L’ora scarsa di musica dell’album si apre col lento crescendo di Hey Palooka!, che dopo un minuto e mezzo di sfregolii da sottobosco industriale si schiude in tutta la sua carica in bilico tra pop – rock tradizionale e noise furibondo degno di Moore e soci. Nothing Works Twice sembra uscire dalle tane lo – fi dei Pavement di “Slanted And Enchanted” ma sempre sporcato da dissonanze energiche che spostano il tutto verso lidi shoegaze. Supertriste Duxelle parte su ritmi punteggianti per poi adagiarsi su un alt – rock infangato ma più dimesso. Here Comes New Challenger! e Xavier si spostano con più forza verso l’alt – rock, come se J Mascis saltellasse per le lande scozzesi a braccetto con Kevin Shields, anche se la seconda si immerge nella seconda parte in un bagno distorto di feedback furenti. Molten Hearts ripesca la spensieratezza di Stephen Malkmus ma la piega a un contesto più sfrigolante. Scintilla sorprende, creando una pausa sospensoria a metà disco: il suo ritmo al ralenti e la soffusa melodia porta ancora al Malkmus, stavolta quello più oscuro della seconda parte della sua carriera. Ichiro On Third ritorna verso lo shoegaze – pop delle precedenti tracce, ma lo diluisce senza però fargli perdere potenza. Otaku Blue non cambia le carte in tavola, mentre Utopia, dopo una prima parte che segue i canoni precedentemente abbozzati, deborda in un tripudio di distorsioni e feedback allucinati. Black Empire sembrano i Sebadoh più elettrici. Il disco sembra scemare senza sussulti verso la fine, ma la title track spiazza tutti con una delicata melodia chitarra e voce accompagnata da un sottile violoncello e cori di bambini in lontananza; sembra di trovarci al cospetto di un’altra band, una sorta di Cinematic Orchestra (!). La chiusura è affidata a Don’t Listen To This Song, ancora in territori acustici, emozionante e appena sussurrata, mettendo il sigillo in maniera assolutamente inaspettata.

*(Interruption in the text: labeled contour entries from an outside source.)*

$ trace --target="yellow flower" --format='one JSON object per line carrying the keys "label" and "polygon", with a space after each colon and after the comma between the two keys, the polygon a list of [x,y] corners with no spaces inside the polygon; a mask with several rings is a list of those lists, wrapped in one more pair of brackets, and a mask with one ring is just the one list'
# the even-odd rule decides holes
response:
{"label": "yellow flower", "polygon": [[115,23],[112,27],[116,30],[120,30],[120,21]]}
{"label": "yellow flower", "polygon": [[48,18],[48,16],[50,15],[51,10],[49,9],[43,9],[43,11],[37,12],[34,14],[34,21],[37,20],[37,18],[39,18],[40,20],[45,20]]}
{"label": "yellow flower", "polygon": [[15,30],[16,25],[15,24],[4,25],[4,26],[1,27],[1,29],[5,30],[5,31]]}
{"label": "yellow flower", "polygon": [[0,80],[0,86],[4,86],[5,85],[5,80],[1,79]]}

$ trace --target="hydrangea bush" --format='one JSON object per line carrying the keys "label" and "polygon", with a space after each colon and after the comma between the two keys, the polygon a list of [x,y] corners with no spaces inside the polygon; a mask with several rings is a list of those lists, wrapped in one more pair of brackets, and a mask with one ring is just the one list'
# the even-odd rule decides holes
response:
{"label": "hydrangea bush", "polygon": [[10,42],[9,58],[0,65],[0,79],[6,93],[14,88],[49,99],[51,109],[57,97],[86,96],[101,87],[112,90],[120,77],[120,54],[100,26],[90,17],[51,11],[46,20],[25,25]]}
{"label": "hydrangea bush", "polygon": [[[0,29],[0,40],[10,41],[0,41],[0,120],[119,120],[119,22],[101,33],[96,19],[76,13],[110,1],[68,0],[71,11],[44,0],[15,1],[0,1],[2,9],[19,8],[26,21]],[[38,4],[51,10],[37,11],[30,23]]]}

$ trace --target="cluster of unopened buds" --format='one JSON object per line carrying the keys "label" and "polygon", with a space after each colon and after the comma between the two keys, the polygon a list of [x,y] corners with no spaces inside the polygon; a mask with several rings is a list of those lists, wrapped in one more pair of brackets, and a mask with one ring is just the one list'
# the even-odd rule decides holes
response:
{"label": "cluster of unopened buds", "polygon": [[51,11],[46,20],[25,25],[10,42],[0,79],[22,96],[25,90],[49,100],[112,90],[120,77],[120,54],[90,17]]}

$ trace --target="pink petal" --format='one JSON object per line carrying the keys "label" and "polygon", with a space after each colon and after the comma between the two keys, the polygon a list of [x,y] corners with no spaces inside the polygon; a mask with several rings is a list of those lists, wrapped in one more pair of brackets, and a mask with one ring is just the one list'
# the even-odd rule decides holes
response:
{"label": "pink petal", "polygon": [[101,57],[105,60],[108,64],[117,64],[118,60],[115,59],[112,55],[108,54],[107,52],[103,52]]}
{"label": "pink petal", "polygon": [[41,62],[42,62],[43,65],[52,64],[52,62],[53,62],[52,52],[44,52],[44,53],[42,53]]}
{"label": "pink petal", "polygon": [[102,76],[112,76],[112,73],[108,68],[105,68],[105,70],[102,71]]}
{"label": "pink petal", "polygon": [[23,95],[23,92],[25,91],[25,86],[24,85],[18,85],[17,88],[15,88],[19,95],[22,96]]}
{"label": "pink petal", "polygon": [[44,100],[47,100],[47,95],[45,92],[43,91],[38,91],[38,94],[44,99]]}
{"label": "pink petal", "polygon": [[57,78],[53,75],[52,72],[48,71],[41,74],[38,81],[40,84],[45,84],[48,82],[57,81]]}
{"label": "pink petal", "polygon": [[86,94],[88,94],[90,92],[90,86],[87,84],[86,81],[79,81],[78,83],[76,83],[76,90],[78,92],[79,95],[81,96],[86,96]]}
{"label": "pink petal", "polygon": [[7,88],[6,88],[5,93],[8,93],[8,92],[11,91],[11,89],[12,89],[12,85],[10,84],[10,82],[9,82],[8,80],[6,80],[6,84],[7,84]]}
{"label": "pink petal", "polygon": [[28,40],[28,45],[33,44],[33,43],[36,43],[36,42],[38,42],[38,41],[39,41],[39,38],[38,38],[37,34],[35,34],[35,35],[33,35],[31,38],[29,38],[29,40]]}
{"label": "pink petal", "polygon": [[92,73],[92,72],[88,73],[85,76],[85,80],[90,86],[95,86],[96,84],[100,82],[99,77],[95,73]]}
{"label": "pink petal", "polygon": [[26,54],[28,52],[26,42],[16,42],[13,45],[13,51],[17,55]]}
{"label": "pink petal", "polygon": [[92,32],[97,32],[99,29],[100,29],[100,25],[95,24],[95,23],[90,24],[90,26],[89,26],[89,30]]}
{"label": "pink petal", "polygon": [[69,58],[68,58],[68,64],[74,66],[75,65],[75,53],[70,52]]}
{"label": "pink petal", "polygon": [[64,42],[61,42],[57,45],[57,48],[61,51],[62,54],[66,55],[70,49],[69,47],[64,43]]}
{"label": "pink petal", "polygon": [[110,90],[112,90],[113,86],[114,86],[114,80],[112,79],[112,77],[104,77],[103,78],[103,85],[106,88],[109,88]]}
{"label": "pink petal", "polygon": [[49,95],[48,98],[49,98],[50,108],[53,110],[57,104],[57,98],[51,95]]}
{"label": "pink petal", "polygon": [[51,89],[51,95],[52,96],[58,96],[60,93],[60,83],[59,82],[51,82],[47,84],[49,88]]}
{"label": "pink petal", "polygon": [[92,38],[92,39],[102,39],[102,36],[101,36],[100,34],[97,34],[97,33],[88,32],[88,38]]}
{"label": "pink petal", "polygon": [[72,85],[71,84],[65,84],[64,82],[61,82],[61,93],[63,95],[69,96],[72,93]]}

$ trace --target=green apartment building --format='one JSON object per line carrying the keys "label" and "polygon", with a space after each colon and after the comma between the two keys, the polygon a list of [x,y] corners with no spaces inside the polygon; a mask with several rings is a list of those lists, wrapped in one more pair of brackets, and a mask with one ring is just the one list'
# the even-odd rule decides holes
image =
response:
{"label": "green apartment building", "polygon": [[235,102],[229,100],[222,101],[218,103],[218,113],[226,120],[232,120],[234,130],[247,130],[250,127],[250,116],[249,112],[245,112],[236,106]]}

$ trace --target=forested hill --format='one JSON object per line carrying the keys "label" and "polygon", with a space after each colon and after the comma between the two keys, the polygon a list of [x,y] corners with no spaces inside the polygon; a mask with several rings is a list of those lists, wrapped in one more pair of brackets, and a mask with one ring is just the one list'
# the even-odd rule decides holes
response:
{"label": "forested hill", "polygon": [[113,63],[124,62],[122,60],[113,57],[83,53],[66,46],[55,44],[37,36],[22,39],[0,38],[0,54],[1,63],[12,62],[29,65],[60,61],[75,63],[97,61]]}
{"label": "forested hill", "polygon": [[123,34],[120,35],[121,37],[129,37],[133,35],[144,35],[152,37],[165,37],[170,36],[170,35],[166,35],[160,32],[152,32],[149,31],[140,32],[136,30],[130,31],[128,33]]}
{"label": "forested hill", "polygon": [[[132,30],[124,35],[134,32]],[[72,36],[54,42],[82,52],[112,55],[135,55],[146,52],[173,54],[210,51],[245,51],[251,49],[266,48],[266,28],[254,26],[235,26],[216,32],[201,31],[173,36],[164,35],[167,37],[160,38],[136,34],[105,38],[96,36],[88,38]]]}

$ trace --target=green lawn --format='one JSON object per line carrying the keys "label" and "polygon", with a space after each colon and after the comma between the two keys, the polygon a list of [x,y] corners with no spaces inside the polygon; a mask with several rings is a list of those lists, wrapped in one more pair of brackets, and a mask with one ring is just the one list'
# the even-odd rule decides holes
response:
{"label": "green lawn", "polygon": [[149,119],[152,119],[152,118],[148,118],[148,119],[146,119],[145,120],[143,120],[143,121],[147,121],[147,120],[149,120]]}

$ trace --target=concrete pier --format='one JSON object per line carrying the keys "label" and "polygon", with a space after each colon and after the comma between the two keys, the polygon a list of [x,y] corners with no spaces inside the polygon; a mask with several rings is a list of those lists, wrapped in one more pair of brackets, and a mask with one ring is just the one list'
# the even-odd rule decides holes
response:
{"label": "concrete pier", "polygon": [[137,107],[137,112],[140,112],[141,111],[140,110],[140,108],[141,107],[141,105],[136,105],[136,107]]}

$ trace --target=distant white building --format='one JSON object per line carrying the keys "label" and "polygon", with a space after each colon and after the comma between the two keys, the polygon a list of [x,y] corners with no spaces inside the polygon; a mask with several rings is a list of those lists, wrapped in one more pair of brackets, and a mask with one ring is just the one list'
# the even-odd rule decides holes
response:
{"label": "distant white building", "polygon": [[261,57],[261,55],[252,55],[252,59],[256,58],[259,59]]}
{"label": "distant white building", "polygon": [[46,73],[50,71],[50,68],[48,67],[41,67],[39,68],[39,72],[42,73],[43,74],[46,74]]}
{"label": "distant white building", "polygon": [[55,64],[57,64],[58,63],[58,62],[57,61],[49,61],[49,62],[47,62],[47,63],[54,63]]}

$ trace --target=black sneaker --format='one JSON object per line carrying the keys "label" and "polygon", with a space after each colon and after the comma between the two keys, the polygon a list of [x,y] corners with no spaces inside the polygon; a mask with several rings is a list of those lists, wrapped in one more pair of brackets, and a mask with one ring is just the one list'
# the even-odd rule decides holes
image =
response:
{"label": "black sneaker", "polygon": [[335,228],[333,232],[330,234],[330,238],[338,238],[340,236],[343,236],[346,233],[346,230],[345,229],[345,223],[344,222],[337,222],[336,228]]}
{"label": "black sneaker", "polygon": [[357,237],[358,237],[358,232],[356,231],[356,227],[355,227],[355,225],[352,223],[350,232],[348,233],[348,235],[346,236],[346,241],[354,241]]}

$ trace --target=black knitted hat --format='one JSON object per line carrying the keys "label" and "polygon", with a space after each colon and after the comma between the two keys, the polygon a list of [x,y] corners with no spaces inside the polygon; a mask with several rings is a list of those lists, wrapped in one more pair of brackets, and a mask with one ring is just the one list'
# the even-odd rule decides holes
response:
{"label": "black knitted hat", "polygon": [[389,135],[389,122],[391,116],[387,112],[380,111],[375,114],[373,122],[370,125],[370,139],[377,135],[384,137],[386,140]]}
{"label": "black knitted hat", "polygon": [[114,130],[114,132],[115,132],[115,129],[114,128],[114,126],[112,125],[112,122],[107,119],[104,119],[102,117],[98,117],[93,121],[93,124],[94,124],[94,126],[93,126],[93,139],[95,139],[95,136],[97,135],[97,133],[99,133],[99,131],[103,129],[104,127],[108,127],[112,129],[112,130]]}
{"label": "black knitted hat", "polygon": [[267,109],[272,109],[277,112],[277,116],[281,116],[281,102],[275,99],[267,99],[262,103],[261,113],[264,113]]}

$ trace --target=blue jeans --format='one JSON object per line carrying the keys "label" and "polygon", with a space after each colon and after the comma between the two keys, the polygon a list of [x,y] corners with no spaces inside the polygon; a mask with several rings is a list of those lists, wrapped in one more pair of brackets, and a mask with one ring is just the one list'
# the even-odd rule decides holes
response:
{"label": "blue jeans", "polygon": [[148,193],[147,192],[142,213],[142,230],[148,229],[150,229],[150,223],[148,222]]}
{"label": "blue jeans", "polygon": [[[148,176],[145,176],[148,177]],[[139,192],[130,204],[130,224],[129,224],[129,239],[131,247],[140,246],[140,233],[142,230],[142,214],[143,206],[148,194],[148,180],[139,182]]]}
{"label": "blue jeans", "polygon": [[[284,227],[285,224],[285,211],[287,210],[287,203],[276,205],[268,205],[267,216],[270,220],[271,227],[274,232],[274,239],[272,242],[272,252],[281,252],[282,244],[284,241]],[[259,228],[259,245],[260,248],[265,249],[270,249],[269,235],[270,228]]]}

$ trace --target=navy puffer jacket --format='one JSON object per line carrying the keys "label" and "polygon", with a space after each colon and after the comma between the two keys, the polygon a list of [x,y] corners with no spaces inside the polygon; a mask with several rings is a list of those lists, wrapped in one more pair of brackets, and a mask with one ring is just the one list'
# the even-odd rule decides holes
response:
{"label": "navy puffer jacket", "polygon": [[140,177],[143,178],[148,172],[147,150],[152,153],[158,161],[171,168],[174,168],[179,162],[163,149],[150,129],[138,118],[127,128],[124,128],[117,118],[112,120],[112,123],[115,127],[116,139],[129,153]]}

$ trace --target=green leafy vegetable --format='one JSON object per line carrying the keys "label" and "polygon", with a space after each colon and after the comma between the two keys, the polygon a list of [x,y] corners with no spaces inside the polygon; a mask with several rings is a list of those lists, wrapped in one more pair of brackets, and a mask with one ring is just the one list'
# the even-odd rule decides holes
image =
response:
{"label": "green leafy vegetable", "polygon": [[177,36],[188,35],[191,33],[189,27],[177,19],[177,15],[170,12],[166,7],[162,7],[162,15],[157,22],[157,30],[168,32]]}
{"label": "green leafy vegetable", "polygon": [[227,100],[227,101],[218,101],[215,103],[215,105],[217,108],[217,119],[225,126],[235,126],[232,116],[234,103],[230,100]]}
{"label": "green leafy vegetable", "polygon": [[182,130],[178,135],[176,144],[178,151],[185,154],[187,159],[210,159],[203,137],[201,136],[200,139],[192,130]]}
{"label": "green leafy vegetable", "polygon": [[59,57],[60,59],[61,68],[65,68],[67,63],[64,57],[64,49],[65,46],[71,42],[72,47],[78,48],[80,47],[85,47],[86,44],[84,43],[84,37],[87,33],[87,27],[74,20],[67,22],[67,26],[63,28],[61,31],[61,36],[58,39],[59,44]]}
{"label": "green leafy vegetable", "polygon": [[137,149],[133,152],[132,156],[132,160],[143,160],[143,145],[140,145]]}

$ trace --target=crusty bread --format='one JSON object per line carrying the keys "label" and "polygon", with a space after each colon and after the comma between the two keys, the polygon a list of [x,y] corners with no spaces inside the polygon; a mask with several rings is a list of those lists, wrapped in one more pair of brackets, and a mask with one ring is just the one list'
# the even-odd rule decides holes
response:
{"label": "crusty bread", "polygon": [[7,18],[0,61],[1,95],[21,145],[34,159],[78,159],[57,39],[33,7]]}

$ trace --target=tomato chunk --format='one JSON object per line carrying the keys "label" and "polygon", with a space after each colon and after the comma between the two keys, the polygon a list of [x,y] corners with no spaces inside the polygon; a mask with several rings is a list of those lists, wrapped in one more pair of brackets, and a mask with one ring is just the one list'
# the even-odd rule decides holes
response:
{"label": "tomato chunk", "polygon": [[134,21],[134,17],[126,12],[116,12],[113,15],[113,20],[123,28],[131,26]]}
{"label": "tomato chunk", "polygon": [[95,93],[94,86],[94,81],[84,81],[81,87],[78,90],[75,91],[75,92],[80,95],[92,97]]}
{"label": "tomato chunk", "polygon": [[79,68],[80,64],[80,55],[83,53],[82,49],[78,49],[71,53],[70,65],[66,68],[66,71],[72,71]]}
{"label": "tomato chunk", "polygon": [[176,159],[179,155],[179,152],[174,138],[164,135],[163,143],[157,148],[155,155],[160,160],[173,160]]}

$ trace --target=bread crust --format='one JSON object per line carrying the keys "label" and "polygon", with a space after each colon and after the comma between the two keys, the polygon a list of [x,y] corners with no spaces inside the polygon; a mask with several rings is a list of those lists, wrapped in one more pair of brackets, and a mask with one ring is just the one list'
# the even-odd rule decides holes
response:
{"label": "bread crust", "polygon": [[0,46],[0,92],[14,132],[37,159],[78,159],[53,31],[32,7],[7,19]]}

“Yoyodyne” è un disco che non si fa mancare niente, anche se alla lunga la tendenza è alla monotonia, anche se l’insospettabile coda acustica risolleva in parte l’ascolto, quantomeno calamitandolo. Comunque un lavoro che sintetizza le tendenze più originali del rock underground degli anni Novanta, risultando forse non così fresco e spiccatamente citazionista, ma terribilmente ben fatto e lontano dalle mode. Ottimo esordio che mi costringe ad andarmi ad informare sui “genitori” Urusei Yatsura!